1030.JPG お元気ですか。3分間心のティータイム。徳本寺テレホン法話、その第1030話です。
 10年以上前のこと、ある神父さんがこう言っています。「『どうして人は人を殺すのか』というのは普通の質問だが、『どうして人を殺してはいけないのか』と言われるようでは、その社会がおかしくなっている」。人は生涯のうち、一度や二度は殺したいほど人を憎むようなことがあるかもしれません。しかし、実行に移す人は稀です。人を殺してはいけないということに疑問すら持たないからです。
 世界各地で自らの政治色・宗教色を誇示するが如く、闇雲に何の落ち度もない人々を殺害する無差別大量殺人が勃発しています。そして、我が国では無差別ならぬ、明らかに差別をした大量殺人が起きました。7月26日未明、相模原市の障害者施設で、入所者19人が刺殺され、職員を含む26人がけがを負うという事件です。犯人は元職員の26歳の男性でした。彼は日頃「障害者は周りの人を不幸にする。いない方がいい」という持論を掲げていました。そして、明らかに障害者を差別し標的として殺人に及んだのです。
 身の毛が弥立ち、血も凍る犯人の所業と言わざるを得ません。そんな人間こそこの世から抹殺しなければと、世の中から思われたらどうでしょう。そのことを犯人は想像したことはないのでしょうか。「人殺し」という極端な例を挙げるまでもなく、自分が人からされて嫌なことは、人にもしないという人としての押さえ所が確立していないのは未熟な証拠です。或いは自分勝手な思い上がり人生を歩んでいる人でしょう。
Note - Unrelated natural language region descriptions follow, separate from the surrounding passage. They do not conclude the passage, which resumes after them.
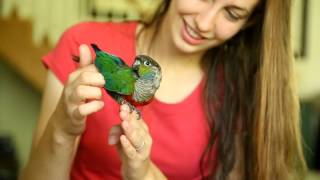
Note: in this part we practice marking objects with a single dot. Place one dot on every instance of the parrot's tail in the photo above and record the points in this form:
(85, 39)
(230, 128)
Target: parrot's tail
(95, 47)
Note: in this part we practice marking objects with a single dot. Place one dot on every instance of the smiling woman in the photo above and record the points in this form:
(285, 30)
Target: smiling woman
(227, 79)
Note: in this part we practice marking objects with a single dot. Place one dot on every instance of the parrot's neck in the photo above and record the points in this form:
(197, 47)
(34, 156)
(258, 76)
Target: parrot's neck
(144, 90)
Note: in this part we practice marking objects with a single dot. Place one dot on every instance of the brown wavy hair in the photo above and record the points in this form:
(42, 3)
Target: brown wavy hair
(250, 99)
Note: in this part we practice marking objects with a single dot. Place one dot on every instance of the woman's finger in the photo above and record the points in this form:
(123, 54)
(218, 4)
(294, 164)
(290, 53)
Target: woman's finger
(114, 134)
(134, 131)
(128, 148)
(85, 55)
(75, 74)
(90, 78)
(83, 93)
(85, 109)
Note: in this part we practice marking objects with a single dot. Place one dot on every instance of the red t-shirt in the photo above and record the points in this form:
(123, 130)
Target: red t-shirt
(179, 131)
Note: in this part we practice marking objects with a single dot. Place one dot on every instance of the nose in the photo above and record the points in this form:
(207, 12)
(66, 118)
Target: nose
(205, 20)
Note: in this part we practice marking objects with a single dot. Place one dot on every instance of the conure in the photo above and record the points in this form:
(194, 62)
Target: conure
(128, 85)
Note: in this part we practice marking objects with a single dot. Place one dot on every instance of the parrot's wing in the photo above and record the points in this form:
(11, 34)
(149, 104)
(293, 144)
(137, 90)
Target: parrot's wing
(120, 81)
(110, 57)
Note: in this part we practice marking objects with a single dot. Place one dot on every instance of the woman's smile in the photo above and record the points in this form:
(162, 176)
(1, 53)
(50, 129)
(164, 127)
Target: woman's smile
(190, 35)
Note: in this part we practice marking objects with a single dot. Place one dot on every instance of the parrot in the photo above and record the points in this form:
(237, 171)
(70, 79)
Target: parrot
(135, 85)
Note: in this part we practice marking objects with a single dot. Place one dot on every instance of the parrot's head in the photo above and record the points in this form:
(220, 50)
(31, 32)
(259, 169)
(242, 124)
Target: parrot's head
(147, 68)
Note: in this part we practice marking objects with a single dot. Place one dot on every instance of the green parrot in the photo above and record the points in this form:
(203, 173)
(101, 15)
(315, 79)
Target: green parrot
(128, 85)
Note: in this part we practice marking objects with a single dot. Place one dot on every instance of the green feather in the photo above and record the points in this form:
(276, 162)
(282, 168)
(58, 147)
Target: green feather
(118, 76)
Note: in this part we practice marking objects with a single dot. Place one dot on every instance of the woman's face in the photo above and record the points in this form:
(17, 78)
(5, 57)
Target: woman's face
(198, 25)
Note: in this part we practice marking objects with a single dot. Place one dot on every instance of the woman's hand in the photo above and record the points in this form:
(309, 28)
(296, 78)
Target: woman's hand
(81, 96)
(133, 144)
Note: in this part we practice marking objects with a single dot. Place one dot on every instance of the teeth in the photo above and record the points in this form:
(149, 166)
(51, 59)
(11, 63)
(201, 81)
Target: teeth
(192, 33)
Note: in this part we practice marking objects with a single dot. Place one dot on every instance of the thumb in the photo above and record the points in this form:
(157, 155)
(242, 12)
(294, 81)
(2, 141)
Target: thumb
(114, 134)
(85, 55)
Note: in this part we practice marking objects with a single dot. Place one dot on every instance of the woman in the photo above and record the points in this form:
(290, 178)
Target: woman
(226, 107)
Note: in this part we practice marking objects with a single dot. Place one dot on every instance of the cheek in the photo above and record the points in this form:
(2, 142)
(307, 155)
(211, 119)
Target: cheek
(186, 6)
(225, 30)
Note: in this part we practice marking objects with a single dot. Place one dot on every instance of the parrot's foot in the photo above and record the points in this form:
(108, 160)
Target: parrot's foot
(132, 108)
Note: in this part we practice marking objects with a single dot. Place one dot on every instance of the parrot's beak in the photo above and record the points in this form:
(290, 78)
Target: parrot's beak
(135, 67)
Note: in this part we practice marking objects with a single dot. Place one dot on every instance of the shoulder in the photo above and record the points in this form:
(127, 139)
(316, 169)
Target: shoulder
(91, 29)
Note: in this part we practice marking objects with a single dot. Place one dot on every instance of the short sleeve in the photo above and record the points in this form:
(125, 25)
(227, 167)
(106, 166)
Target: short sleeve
(59, 60)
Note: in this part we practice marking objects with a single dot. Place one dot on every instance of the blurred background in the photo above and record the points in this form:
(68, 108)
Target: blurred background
(30, 28)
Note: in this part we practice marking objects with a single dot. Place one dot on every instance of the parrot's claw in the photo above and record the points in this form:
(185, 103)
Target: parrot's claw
(133, 108)
(138, 113)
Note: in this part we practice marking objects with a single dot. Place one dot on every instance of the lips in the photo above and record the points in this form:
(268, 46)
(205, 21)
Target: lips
(190, 35)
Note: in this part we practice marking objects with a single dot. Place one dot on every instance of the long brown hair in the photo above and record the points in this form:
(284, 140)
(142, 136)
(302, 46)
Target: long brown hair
(250, 96)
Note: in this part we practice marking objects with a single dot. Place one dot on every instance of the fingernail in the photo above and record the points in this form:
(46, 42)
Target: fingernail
(125, 107)
(101, 103)
(123, 115)
(112, 140)
(125, 125)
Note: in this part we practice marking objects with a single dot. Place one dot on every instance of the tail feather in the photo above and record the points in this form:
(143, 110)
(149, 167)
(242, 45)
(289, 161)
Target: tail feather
(95, 47)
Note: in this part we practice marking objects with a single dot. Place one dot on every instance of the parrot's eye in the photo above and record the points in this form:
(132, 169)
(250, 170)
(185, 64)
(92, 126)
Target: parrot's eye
(147, 63)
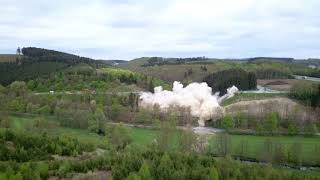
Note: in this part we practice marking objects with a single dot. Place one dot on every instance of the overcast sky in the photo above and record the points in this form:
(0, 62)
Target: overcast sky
(127, 29)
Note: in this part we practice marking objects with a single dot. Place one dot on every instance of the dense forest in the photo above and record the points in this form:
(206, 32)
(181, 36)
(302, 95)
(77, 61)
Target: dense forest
(37, 62)
(222, 80)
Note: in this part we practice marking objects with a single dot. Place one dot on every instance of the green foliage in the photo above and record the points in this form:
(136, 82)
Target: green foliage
(97, 121)
(310, 129)
(18, 88)
(144, 172)
(293, 129)
(119, 136)
(165, 168)
(40, 62)
(36, 147)
(222, 80)
(307, 92)
(164, 137)
(213, 174)
(228, 122)
(187, 140)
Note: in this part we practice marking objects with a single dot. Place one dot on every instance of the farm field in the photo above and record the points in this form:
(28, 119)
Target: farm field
(251, 96)
(254, 148)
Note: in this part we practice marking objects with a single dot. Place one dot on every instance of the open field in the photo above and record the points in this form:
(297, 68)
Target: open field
(278, 84)
(251, 96)
(255, 144)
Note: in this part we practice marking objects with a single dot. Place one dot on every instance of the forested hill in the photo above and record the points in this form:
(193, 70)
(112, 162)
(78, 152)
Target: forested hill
(37, 62)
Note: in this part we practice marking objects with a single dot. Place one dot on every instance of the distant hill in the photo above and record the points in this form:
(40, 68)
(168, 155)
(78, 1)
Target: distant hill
(114, 62)
(189, 70)
(36, 62)
(8, 58)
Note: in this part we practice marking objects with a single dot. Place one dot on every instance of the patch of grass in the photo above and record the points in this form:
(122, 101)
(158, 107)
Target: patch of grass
(251, 96)
(256, 145)
(146, 136)
(142, 136)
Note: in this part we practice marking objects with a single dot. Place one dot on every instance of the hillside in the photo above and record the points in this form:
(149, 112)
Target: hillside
(186, 70)
(37, 62)
(8, 58)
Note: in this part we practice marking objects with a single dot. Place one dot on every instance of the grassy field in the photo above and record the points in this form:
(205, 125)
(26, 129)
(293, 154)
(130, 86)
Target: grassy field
(146, 136)
(255, 145)
(139, 136)
(250, 96)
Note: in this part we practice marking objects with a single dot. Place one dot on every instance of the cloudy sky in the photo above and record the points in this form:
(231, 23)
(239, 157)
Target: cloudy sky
(126, 29)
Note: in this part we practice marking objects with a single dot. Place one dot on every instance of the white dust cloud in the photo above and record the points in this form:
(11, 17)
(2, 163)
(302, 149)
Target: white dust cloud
(198, 96)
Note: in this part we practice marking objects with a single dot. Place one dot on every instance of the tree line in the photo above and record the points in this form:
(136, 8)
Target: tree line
(37, 62)
(222, 80)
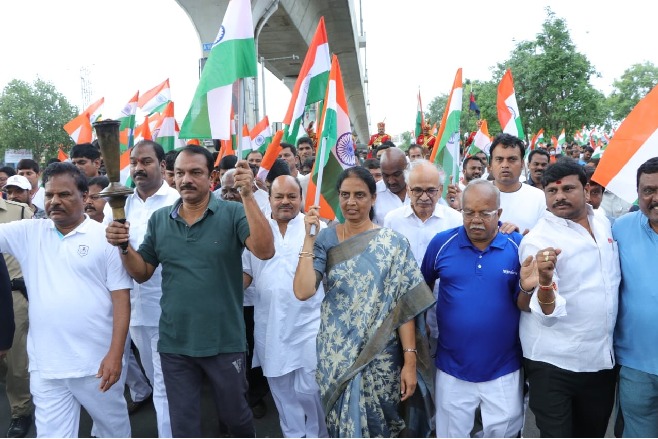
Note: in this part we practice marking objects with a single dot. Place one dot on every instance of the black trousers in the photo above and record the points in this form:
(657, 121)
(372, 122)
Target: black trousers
(570, 404)
(258, 386)
(183, 378)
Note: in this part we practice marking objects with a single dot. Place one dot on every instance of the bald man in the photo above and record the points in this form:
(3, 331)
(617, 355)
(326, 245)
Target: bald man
(478, 358)
(392, 190)
(285, 328)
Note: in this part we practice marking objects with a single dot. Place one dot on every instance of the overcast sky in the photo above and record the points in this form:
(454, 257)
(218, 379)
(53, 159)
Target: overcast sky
(130, 45)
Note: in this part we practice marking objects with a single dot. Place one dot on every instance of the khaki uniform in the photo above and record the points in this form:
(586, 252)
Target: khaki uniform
(16, 363)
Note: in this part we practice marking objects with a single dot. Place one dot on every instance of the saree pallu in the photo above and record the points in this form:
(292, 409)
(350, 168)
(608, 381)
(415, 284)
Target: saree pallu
(374, 286)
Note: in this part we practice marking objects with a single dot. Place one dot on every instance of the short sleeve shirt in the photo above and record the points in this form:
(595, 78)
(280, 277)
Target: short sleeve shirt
(202, 291)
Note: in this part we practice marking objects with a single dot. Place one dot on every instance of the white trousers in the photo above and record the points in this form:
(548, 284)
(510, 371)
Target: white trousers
(146, 340)
(500, 401)
(297, 398)
(57, 406)
(133, 376)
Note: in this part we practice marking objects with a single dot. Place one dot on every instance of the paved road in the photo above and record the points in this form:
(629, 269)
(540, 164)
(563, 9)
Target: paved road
(143, 422)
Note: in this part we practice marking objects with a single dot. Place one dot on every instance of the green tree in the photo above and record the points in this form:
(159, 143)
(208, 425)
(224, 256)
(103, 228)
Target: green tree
(32, 117)
(634, 84)
(485, 95)
(551, 80)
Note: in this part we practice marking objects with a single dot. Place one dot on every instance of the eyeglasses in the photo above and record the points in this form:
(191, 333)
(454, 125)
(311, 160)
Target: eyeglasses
(418, 192)
(485, 215)
(230, 190)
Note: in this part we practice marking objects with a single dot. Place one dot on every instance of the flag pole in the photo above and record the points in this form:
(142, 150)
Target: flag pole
(318, 184)
(238, 129)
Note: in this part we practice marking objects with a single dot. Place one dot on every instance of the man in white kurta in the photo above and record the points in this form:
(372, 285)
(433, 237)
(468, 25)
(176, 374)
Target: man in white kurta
(567, 328)
(79, 311)
(286, 328)
(422, 219)
(152, 192)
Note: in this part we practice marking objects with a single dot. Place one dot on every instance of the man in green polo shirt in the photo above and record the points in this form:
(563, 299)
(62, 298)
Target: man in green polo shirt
(199, 241)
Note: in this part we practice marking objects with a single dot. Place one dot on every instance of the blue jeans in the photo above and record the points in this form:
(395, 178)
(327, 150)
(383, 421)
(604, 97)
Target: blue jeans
(638, 399)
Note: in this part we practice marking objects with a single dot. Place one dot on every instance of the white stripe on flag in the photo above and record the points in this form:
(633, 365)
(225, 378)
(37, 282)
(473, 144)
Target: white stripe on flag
(218, 112)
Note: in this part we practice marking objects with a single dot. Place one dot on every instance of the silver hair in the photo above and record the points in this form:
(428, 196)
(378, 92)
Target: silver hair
(420, 162)
(480, 182)
(227, 174)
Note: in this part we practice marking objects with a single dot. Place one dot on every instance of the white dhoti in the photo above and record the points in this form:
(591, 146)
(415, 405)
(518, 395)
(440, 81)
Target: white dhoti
(297, 398)
(500, 401)
(57, 406)
(146, 340)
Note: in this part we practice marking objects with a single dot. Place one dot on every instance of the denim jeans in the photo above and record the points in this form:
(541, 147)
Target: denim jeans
(638, 398)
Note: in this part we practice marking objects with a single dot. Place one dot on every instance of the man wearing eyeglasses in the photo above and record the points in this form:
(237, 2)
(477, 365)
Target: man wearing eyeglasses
(423, 218)
(479, 354)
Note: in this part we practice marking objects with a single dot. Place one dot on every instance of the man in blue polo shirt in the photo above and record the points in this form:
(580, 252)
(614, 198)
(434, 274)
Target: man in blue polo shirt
(479, 354)
(636, 332)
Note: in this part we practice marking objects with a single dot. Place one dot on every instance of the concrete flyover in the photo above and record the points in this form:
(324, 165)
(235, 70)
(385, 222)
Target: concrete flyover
(286, 27)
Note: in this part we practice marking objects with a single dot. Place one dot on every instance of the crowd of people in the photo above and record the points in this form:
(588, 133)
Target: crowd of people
(428, 310)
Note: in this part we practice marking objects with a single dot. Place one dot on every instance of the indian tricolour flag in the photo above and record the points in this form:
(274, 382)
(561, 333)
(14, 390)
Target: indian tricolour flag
(94, 110)
(536, 140)
(446, 153)
(271, 154)
(61, 155)
(635, 142)
(124, 168)
(311, 83)
(156, 98)
(143, 132)
(233, 56)
(167, 131)
(335, 148)
(261, 135)
(481, 141)
(246, 141)
(561, 140)
(127, 127)
(420, 118)
(508, 110)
 お釈迦さまの言葉に「すべての者は鞭に怯える すべての者は死に怯える 己が身に引き当てて 殺してはならぬ 殺させてはならぬ」というのがあります。誰しも暴力や死を恐れない人はいません。「己が身に引き当てる」とは、自分が怯えていることは、他の人もそうなんだから、自ら手を出さない。私は殺されたくない、だから殺しもしないということです。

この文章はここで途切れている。